He went back to his seat with swaggering bravado, and made especial efforts to break more of the few slight rules Henrietta had imposed on the scholars. He hoped she would notice and expel him. He hated school and wanted to be free to lead a man's life.

“It will be all the better for him,” Henrietta told herself, excusing herself, during the short hours of courtship to which she subjected him before they “eloped.”

“I can make something out of him and if I do not he will go to ruin. He is headed that way and there is no one to stop him if I do not.”

She convinced herself that this was so. As for Freeman, in his egotism he imagined he was doing the courting. He imagined it was he proposed the elopement. He felt he was a clever, sophisticated man of the world to be able to annex the love of this rather magnificent woman, to make her throw her arms around him and weep wildly on his shoulder.

He strutted considerably among the other cheap dandies of the town for a few days, and then they eloped, if abducting a silly youth can be called eloping, and were married. It made a great row in the town, of course, and Freeman and Henrietta did not dare to return.

The triumph of feeling that her friends would find all she had said in her letters was the truth did not last long. She tried to coax Freeman to go to work, so that they might live the life of a respectable married couple, but Todder was of little account and was made less so by a growing feeling that somehow Henrietta had played a trick on him, and by his early discovery that she was a liar. What the trick was he did not bother to make sure, but he felt that it was her fault that they were married and that it was her business now to take care of him.
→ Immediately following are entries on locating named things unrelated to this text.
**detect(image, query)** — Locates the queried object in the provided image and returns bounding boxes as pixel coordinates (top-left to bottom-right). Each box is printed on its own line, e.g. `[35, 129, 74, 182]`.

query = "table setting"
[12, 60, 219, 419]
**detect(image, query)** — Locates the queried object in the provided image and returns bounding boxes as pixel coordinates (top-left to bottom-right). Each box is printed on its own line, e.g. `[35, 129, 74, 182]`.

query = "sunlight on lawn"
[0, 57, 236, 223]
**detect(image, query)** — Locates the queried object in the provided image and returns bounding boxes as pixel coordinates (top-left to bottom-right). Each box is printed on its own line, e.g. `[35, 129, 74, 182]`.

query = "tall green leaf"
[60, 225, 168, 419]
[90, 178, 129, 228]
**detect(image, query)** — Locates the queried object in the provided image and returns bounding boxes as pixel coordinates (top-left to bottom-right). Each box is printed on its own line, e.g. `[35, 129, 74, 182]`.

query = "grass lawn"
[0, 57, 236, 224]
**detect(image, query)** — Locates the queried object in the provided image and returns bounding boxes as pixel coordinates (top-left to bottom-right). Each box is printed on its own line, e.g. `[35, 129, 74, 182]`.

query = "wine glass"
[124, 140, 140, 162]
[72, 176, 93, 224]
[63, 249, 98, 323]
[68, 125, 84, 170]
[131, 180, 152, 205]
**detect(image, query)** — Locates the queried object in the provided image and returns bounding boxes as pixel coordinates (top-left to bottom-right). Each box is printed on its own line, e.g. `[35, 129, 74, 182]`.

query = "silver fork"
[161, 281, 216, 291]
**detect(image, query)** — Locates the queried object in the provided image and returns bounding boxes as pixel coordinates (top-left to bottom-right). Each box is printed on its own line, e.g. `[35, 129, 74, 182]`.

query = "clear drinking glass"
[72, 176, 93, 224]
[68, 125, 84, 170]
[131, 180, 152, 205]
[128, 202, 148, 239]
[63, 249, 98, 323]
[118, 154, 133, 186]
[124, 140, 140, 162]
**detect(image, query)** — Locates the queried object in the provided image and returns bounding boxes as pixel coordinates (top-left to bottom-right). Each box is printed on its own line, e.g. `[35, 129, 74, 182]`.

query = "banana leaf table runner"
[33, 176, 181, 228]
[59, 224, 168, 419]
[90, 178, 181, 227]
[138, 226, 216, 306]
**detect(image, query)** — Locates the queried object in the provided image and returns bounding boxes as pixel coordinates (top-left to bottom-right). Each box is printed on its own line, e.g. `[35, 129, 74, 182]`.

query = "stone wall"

Henrietta was contrite of heart beyond all question. She felt that she had done Freeman a vast and irreparable wrong, and, as he became more and more worthless, she blamed herself and not him. Whatever he was and however he acted it was her duty to bear with him and protect him.
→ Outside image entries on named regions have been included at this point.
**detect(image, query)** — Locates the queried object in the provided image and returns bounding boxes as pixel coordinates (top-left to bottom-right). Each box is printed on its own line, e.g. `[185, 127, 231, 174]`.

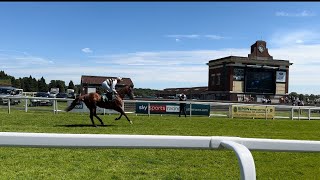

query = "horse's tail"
[65, 96, 83, 112]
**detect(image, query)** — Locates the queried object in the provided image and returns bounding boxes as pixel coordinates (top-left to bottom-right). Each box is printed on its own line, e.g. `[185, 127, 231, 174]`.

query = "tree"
[68, 80, 74, 89]
[49, 80, 66, 92]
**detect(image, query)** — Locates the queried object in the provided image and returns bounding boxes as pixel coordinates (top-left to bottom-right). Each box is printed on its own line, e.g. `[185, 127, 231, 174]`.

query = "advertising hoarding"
[136, 102, 210, 116]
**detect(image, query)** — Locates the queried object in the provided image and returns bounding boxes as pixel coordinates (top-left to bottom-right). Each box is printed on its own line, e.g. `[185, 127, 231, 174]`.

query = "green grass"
[0, 110, 320, 180]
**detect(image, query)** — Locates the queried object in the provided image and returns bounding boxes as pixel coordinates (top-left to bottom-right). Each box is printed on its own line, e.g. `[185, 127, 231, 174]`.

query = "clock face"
[258, 45, 264, 53]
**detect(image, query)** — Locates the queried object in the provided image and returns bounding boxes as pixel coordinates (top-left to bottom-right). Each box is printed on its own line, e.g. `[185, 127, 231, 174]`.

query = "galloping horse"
[65, 85, 133, 127]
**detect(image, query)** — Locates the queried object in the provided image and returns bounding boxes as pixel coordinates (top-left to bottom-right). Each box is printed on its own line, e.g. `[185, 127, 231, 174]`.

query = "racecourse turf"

The years had been miserable ones. The pair had reached some low depths—penniless days—but at last Henrietta had won her way into the Riverbank schools under her assumed name of Henrietta Bates, posing as an unmarried woman.

This was the Henrietta who left Miss Susan pacified and went up to see Lem. She carried a bag of the largest, yellowest oranges she had been able to buy. She was in most respects the kindest and most thoughtful of women. She was liked and respected by all. She had seemed, a few days earlier, the safest and happiest of women. Now her whole world seemed about to topple upon her from all sides, crushing her in a chaos of disgrace and infamy.